Theodore M. Rosenberg, Flint, for plaintiff-appellee.
Before McGREGOR, P.J., and D. E. HOLBROOK, Jr., and KELLY, JJ.
On leave granted, defendant appeals from an order of the Workmen's Compensation Appeal Board, affirming the hearing referee's award of workmen's compensation benefits to the plaintiff.
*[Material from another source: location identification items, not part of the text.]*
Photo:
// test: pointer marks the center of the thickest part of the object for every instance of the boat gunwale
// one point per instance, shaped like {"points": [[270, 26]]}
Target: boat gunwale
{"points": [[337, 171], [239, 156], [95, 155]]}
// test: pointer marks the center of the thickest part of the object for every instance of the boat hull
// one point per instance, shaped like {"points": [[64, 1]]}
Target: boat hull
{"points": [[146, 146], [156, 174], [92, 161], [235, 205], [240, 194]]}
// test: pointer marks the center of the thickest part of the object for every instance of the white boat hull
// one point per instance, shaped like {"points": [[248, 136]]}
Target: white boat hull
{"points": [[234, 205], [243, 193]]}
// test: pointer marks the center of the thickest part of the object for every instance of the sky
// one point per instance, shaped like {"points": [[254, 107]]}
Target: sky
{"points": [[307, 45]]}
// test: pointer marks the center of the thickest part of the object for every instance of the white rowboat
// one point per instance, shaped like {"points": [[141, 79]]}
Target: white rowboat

The opinion of the appeal board, though brief, sets forth the essential facts found, the issue presented, the standard of law applied, and their conclusion, as follows:
'This case involves a plaintiff who finished his work shift, got into his personal truck on the company parking lot, and drove to the exit gate. That exit was controlled by a traffic signal as it fed onto a city street. As plaintiff waited in line for his turn to exit, his truck muffler fell off. He drove out through the light and crossed the four-lane city street, parking the truck on the far side of the intersection. He waited for the traffic signal to change, and walked back across the street with the intention of picking up his muffler, which was back inside the plant parking lot. He had crossed three of the four lanes and was struck by a car in the fourth. His injuries and continuing disability since the incident are not in dispute. The referee's decision gives defendant[66 MICHAPP 41] credit for a third-party settlement made with the auto owner.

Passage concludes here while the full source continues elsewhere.